A new study suggests a low frequency of bacterial and fungal co-infections in patients hospitalised with COVID-19 in the UK. The findings were published in the journal Clinical Microbiology and Infection.
Researchers retrospectively analysed hospitalised patients with confirmed SARS-CoV-2 infection (n=836) across two acute NHS hospitals. A control group of patients with influenza admitted during the 2019-2020 flu season at the same sites was also analysed.
Among the patients admitted with confirmed SARS-CoV-2 infection, only a few other clinically meaningful pathogens were isolated. Two Gram negatives, one community-acquired Klebsiella pneumoniae and one ventilator-associated Enterobacter cloacae were attributed to respiratory source. One Pseudomonas aeruginosa, two Enterococcus spp. and three Candida albicans infections were attributed to central line source, and one Escherichia coli infection was attributed to urinary catheter source. The rest of the bacteraemias were community onset and attributable to non-respiratory infections. Rates of positive co-infection in the control group were comparable.

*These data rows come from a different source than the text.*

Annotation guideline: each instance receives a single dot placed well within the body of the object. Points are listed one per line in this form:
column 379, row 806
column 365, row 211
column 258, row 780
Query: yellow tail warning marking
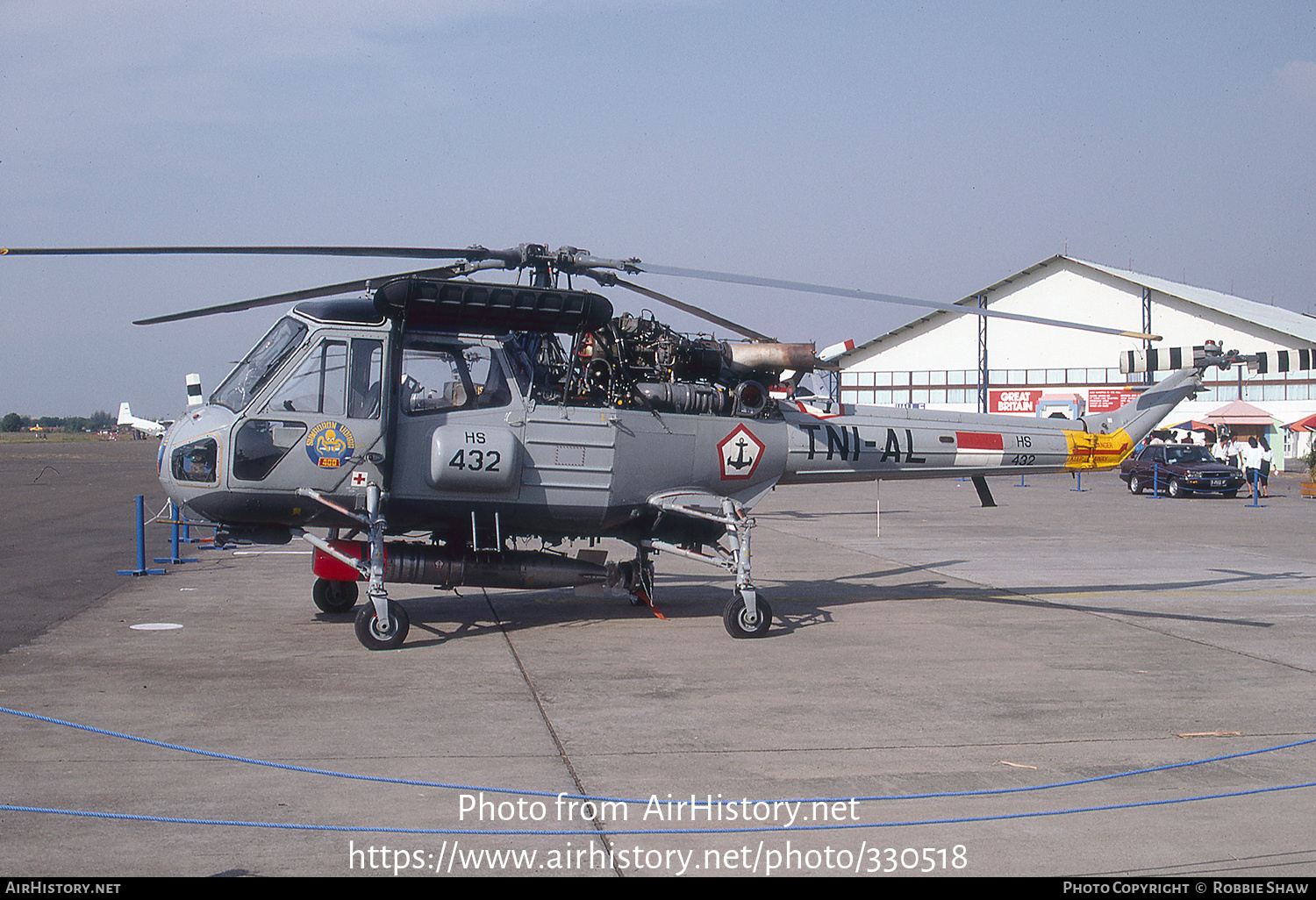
column 1097, row 450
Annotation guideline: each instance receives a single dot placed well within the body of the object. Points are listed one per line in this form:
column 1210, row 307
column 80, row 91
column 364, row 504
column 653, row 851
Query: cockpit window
column 447, row 376
column 242, row 384
column 318, row 383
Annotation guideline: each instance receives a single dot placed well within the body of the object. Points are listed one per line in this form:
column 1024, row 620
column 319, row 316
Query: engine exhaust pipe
column 426, row 563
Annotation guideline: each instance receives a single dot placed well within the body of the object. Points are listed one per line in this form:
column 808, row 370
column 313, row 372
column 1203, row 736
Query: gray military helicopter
column 481, row 415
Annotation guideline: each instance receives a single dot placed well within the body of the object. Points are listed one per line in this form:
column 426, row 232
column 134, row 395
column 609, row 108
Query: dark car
column 1179, row 470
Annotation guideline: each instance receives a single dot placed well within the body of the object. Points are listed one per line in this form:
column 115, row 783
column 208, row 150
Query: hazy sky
column 918, row 149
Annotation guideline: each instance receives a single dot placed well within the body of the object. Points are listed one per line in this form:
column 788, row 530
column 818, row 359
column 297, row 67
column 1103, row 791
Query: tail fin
column 1139, row 416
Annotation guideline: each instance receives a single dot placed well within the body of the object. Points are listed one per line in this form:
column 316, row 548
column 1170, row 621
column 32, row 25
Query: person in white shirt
column 1252, row 458
column 1268, row 460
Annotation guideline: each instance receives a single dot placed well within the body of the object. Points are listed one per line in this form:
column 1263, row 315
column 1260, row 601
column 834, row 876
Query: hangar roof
column 1303, row 328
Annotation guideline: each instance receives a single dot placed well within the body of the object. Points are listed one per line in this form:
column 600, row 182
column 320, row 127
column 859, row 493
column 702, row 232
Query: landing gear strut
column 383, row 624
column 747, row 615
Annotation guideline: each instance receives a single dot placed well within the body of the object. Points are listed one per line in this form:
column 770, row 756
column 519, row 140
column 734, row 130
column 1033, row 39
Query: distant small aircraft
column 144, row 425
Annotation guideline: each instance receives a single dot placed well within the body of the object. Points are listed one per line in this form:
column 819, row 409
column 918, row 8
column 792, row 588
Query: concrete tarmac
column 974, row 665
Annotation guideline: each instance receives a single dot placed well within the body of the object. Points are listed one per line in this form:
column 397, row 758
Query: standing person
column 1266, row 460
column 1252, row 457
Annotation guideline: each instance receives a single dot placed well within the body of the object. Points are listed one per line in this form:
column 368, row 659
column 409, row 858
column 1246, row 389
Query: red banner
column 1012, row 400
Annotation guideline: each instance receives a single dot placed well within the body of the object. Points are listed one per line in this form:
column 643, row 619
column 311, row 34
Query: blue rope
column 636, row 802
column 958, row 820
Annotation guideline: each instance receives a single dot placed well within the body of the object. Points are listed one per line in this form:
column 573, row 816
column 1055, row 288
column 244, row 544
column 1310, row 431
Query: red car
column 1179, row 470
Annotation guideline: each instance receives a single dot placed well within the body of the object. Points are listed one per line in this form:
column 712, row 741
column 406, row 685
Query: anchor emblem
column 739, row 454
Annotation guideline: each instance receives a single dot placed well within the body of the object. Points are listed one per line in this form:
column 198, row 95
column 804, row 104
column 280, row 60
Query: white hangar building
column 1042, row 370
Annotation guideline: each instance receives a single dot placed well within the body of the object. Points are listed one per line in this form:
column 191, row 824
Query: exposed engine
column 641, row 362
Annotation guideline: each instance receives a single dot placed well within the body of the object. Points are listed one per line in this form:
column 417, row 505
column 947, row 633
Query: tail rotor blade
column 753, row 281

The authors recommend: "Antibacterial therapy, if indicated, should be prescribed in line with local guidelines and reviewed with clinical response at 48-72 hours. If no evidence of bacterial coinfection, cessation of antibacterial therapy should be considered." They also call for further research to better understand the incidence, nature and impact of late secondary bacterial and fungal infections.